CHEMISTS ARE undeniably creative, but synthetically speaking they're fond of the familiar. That's one take-home message from a new study of the structures of nearly all the organic compounds in the Chemical Abstracts Service (CAS) Registry.
The analysis shows that "a relatively small number of framework shapes dominates organic chemistry," says research scientist Alan H. Lipkus, who carried out the study with Qiong Yuan, Karen A. Lucas, and other colleagues at CAS, a division of the American Chemical Society (J. Org. Chem., DOI: 10.1021/jo8001276).

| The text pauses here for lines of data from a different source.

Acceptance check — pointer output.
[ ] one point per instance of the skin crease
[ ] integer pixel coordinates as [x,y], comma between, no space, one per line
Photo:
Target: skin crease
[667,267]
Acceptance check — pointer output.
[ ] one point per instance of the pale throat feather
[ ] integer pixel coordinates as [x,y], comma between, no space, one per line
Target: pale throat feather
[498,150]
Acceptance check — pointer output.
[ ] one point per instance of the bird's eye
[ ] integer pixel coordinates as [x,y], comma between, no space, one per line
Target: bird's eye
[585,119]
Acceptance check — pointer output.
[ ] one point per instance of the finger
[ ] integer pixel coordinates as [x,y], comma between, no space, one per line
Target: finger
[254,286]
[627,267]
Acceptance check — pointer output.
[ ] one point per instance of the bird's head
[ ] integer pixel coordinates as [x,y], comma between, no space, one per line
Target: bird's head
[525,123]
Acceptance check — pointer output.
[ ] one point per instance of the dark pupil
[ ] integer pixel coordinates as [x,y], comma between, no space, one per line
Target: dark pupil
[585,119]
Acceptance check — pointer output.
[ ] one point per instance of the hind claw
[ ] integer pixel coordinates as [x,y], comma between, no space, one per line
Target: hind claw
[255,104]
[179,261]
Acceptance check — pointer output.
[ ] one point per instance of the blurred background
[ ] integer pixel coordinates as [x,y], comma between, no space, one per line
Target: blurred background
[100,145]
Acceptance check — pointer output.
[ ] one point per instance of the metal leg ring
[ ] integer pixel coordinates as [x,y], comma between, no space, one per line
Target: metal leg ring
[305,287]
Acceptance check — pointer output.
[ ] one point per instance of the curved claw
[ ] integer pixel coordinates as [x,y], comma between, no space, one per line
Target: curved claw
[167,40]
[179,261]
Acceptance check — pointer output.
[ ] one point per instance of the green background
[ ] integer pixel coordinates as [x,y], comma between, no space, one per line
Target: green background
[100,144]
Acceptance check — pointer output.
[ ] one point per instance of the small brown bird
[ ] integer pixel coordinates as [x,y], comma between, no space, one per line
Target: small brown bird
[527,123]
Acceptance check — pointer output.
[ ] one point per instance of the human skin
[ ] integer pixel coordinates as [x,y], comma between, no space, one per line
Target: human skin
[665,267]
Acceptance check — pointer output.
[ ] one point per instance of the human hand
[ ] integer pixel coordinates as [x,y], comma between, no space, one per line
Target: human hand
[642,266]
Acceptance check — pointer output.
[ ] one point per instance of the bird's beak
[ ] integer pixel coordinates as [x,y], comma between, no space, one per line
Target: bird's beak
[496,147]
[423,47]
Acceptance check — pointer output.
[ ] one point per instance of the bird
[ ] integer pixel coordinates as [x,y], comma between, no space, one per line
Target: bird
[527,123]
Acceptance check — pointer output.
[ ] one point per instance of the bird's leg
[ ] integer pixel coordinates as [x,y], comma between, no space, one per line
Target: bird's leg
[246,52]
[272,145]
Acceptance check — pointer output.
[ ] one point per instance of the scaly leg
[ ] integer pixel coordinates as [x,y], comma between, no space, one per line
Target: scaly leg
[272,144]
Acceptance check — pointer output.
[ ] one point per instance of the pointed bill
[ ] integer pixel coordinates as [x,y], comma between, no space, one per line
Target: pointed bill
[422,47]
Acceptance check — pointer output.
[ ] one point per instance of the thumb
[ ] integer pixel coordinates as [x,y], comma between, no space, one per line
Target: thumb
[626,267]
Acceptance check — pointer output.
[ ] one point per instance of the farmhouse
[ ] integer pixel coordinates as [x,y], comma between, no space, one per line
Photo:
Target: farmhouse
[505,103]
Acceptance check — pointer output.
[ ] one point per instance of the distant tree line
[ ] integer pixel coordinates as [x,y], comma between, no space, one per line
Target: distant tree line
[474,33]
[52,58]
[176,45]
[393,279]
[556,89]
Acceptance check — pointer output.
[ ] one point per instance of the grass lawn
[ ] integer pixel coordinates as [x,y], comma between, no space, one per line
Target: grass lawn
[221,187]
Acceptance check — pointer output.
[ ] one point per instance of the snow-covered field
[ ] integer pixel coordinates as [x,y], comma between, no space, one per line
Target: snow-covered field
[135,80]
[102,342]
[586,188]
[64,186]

The results suggest that some areas of chemical "structure space" may warrant more intensive exploration.
"We found more than 800,000 different framework shapes among the 24 million compounds we studied, and yet half of the compounds can be described by only 143 of those shapes," Lipkus says.
The authors derived the frameworks by paring each molecule down to the shape of its rings and the linkers that connect them. Thus, both cyclohexane and aniline become a hexagon, which is the most common framework shape in the CAS Registry.
The findings echo those of smaller previous studies in which drug-related compounds were found to have limited structural diversity, notes Ad P. IJzerman, a medicinal chemistry professor at Leiden University, in the Netherlands, who has dubbed the common frameworks "chemical clich??s." These earlier studies included an investigation of the diversity of about 5,000 drugs by Guy W. Bemis, research fellow, and Mark A. Murcko, chief technology officer, of Vertex Pharmaceuticals in Cambridge, Mass. (J. Med. Chem. 1996, 39, 2887), and a structural analysis of a database of 250,000 potential drugs by IJzerman and colleagues (J. Chem. Inf. Model. 2006, 46, 553).
The new study "makes clear that the apparent lack of scaffold diversity among drug molecules is not unique but is also found among organic molecules in general," Bemis says.
Lipkus used a version of CAS's SubScape software, which is available to subscribers of SciFinder, CAS's primary search and navigation tool. After analyzing and visualizing structural frameworks in the CAS Registry with the software, he was surprised to find that the frequency with which any particular framework is represented in the registry apparently conforms to a power law. This means that most frameworks occur infrequently while a few recur many times.
"The study reinforces the view that the exploration of organic chemistry space has tended to concentrate on a relatively small number of structural types," Lipkus says. "This suggests that there are many underexplored regions in this space."
Bemis notes that "the findings give chemists a good reason to believe that all the useful molecules have not yet been made. There is plenty of room to play around on the low-frequency side of the power-law graph. The analysis in this paper is one of the few that point us toward molecules that don't yet exist." Medicinal chemists, for instance, might zero in on less well-represented frameworks to find novel leads for drugs.
Lipkus speculates that to minimize synthesis costs, chemists repeatedly return to familiar structures as the basis for derivatives. But IJzerman cautions that "this cost-effectiveness seems to preclude our chemical astronauts from exploring lesser known regions of chemical space. In that sense, the Lipkus paper should be regarded as an invitation to do just that."